Many Ugandans despise us. We are the Nkuba Kyeyo, a Luganda phrase that literally means: “I am a sweeper”, as in sweeping the streets and other facilities in foreign lands.
It is used as a derogatory term for the Ugandan Diaspora, rooted in a culture that despises manual labor. The Kampala newspapers refer to the work done by Nkuba Kyeyos as “odd jobs”, a not so subtle expression of contempt for manual and other relatively underpaid employment.
Even many Ugandan Diaspora professionals protest at being called Nkuba Kyeyos, their common refrain being that they are highly educated people who do “serious jobs” that demand respect.
In fact there is nothing odd about the jobs that hundreds of thousands of Diaspora Ugandans do. Factory workers, home and road maintenance workers, sanitation workers, personal support workers, other service industry employees, farm hands, taxi drivers and other transportation workers, salesmen and so on are the backbone of the economy.

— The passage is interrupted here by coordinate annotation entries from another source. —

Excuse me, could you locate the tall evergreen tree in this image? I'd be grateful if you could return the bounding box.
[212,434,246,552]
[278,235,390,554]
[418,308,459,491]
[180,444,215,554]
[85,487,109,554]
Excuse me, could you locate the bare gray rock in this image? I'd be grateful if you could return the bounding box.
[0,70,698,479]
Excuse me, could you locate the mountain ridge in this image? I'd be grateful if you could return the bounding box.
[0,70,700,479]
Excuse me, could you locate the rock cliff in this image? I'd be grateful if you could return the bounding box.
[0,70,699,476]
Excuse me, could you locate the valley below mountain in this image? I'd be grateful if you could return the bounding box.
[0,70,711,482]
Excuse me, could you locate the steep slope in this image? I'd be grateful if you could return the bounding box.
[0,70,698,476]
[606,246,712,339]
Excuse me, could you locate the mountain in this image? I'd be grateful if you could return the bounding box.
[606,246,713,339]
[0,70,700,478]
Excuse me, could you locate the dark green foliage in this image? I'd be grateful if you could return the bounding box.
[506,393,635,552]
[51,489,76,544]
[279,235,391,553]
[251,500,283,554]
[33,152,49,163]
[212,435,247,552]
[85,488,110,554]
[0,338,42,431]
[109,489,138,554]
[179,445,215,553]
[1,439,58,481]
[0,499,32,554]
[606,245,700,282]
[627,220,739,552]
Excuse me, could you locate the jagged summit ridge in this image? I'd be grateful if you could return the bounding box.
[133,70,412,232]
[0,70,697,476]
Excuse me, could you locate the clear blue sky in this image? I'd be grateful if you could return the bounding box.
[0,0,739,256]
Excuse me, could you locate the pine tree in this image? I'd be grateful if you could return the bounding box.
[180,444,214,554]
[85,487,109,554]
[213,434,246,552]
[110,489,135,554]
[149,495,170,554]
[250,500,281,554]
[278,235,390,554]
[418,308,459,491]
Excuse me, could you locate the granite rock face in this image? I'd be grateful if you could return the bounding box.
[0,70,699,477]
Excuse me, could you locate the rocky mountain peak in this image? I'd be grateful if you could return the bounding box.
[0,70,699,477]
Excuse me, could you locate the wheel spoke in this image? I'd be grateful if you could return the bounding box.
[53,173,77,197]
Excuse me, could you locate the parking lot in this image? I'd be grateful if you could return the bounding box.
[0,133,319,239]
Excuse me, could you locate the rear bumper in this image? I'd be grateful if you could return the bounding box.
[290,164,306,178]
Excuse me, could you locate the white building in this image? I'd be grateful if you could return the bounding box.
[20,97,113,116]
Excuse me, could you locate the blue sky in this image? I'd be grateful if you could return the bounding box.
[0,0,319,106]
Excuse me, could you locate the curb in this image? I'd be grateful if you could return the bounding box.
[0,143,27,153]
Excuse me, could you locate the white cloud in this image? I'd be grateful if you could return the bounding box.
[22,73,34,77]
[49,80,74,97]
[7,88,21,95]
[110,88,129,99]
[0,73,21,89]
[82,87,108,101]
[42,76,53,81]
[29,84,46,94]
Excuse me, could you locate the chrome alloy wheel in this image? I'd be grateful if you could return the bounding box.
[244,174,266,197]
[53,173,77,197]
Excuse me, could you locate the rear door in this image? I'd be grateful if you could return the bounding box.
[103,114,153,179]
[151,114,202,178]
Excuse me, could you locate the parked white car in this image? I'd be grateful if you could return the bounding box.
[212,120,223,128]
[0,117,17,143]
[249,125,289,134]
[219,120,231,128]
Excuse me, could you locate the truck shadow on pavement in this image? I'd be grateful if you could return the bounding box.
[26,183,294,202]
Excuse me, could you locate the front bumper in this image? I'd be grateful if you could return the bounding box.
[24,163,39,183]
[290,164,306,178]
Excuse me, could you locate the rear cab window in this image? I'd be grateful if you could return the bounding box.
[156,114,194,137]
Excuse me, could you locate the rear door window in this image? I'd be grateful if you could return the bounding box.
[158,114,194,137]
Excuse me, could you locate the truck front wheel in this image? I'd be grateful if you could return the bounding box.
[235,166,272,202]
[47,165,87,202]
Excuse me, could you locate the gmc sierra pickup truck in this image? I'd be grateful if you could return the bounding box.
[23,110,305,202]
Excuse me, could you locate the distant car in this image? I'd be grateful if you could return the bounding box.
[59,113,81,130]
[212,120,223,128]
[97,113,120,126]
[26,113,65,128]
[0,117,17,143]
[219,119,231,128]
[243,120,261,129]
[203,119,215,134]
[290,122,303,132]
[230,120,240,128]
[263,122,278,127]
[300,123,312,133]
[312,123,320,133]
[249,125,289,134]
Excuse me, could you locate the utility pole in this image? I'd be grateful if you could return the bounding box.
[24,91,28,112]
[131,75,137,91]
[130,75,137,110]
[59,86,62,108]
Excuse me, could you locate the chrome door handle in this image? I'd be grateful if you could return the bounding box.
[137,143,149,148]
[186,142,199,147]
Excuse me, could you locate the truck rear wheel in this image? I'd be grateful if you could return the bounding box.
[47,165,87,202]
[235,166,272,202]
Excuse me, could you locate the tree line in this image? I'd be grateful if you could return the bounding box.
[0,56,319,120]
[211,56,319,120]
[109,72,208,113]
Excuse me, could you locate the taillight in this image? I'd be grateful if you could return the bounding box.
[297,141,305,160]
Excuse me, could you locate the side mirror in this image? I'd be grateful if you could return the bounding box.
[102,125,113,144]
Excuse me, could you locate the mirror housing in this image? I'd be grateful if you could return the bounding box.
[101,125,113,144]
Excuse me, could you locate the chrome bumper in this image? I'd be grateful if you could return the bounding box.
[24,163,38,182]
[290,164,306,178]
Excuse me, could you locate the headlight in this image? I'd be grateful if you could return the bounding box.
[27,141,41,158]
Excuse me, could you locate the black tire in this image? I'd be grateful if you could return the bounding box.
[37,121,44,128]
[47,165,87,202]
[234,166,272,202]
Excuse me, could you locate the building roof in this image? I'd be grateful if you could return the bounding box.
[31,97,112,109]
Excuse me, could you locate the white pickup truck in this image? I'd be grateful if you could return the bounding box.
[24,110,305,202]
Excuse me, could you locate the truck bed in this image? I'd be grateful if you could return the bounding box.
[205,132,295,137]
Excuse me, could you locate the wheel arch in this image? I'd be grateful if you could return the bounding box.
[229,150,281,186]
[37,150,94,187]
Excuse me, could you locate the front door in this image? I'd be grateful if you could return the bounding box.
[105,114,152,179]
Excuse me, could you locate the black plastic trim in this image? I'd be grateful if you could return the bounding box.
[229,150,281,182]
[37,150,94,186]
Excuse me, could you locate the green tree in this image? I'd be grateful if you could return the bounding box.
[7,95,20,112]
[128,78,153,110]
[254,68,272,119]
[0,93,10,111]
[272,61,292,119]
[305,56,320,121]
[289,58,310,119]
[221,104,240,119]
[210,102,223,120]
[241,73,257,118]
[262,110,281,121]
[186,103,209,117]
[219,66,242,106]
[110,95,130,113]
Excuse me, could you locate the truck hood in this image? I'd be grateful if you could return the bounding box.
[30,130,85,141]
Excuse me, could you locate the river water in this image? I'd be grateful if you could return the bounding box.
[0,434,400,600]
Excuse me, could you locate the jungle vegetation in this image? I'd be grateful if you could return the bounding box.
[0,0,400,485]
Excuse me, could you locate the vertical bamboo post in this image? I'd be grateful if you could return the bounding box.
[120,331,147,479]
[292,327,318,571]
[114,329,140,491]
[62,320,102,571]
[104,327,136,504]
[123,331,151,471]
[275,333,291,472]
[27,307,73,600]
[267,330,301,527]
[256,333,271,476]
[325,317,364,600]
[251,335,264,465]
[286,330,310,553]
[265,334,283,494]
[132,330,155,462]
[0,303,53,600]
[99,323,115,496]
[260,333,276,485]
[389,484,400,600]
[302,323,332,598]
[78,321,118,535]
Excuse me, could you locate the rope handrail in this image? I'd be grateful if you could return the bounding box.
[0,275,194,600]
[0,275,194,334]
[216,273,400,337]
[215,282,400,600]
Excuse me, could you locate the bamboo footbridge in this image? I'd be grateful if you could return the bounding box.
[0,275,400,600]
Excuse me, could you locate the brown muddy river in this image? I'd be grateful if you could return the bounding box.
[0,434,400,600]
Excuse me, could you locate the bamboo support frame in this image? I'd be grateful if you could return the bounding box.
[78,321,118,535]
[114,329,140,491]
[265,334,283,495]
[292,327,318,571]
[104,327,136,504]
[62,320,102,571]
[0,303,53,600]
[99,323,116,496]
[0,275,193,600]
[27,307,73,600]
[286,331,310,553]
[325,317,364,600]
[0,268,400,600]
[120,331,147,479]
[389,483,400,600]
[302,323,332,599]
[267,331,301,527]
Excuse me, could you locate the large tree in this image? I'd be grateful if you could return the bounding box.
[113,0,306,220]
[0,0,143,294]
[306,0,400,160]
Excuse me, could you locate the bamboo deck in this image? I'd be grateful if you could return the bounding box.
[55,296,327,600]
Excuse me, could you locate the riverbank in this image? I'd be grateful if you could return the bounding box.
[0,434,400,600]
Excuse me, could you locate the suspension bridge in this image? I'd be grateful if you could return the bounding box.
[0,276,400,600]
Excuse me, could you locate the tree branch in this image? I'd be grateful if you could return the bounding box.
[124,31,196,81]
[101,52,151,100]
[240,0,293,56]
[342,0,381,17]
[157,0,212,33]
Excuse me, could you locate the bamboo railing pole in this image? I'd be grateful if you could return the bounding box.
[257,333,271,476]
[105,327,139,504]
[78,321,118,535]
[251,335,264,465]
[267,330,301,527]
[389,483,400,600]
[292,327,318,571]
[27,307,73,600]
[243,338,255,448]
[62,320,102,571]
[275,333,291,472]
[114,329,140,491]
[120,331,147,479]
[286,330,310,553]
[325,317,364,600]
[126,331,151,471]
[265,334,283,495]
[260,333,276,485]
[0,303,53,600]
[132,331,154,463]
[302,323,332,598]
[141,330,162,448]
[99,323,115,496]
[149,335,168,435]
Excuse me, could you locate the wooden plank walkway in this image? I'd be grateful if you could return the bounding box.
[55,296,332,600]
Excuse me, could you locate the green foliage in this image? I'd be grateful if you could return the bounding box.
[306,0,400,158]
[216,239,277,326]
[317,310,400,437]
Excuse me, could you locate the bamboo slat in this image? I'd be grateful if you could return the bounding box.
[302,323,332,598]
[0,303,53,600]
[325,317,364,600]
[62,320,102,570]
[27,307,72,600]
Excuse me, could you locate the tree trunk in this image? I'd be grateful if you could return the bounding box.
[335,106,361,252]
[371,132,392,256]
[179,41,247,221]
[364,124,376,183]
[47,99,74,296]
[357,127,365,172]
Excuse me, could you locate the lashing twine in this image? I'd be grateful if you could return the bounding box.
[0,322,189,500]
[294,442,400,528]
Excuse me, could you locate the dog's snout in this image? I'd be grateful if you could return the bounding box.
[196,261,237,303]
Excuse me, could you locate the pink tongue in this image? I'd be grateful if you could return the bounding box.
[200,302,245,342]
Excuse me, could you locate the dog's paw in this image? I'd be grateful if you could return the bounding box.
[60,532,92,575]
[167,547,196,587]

Their work is no less vital and no less valuable than the work of lawyers, teachers, doctors, accountants, politicians or pilots.
All are respectable and essential jobs that have built these countries into developed societies from which Uganda receives foreign aid and investment.
These countries are the handiwork of men and women with basic or college education and outstanding skills acquired through apprenticeship and experience.
The Ugandan obsession with university degrees and so-called white-collar jobs is in stark contrast with the attitudes in the developed countries.
Data from the OECD and Statistics Canada show the following figures for people between ages of 25 and 64 years who had university degrees in 2012:
No doubt a university degree confers many advantages on the holder. In Canada, for example, “returns on education” data shows that, on average, university graduates earn more than college graduates.
However, increasing numbers of university graduates are seeking a college diploma following university graduation. In the year 2000, 10 per cent of college graduates had already obtained a university degree. By 2005, that number had risen to 13 per cent. It is not clear what motivates university graduates to seek college education. One view is that the applied programs in colleges may enhance one’s abilities at work. Studies suggest that one’s field of study may be of greater value than the type of academic institution one attends.
From time to time, university degree holders are reminded of the indispensability of what Ugandans call “odd jobs” when groups of workers go on strike.
When, for example, the sanitation workers in the City of Toronto went on strike a few years ago, the rot and smell on the city streets quickly brought the negotiating teams to an agreement that increased the workers’ wages.
The teams of employees who clean my clinic and ensure maintenance of the systems and equipment are as essential to my practice as the doctors and nurses.
Working in unhygienic conditions is out of the question. So we pay these essential workers very well. And they live very well.
Among these essential workers all over the world are Ugandans doing the kyeyo that their compatriots despise.
They remit large chunks of their savings back home, approximately $1billion per annum.
If the Nkuba Kyeyos decided to withhold their remittances for one year, it would probably open the eyes and ears of our compatriots to appreciate the important role we play in the health of our country.
As one of the most senior members of the Nkuba Kyeyo Clan, I praise and honor my compatriots.
We left our homeland in search of personal safety and economic opportunities.
We live abroad, far from our loved ones, in strange lands with strange cultures and challenging climates and do whatever it takes to provide a decent living for our families.
We smile when fellow countrymen despise our jobs but not the cash we send back.
I gladly wear the badge of the Nkuba Kyeyo, for I salute the foresight, choices, stamina, humility and patriotism of those who chose to go abroad or to stay abroad after the wars, to earn a living and to advance our careers and lives.
My claim to membership is not false modesty but a true description of one in one’s 39th year of toiling in foreign lands.
As a young refugee medical doctor in Kenya in 1977, unable to find paid employment in my profession, I landed a laborer’s job at Kenya Uniforms.
Carrying bales of cotton cloth from the trucks into the tailoring factories was a blessed experience that humbled me and quickly disabused me of the illusion of being special simply because I had studied human medicine.
I learnt to respect manual labour and to respect and appreciate my modest wage that supplemented the stipend that I received from the Joint Refugee Services of Kenya.
I thank the Lord that He enabled me to pursue my professional career. I thank Him for the numerous Nkuba Kyeyos who have successfully advanced their education, careers and financial health through hard work and sacrifice.
We are blessed not to be dependents on anyone except the Lord’s grace and mercy. We are fulfilling the teaching of the Apostle Paul who urges us in 1 Thessalonians 4:11 to “work with your hands, as we directed you, so that you may behave properly toward outsiders and be dependent on no one.”
We voluntarily give significant chunks of our earnings to Uganda. We build homes and businesses in Uganda. We do not steal from the public purse.
We ask for nothing in return, except our rights of citizenship, including the right to vote in genuinely democratic elections, and to be full participants in the political and economic development process in our motherland, without being discriminated against simply because we chose to cast our nets far and wide.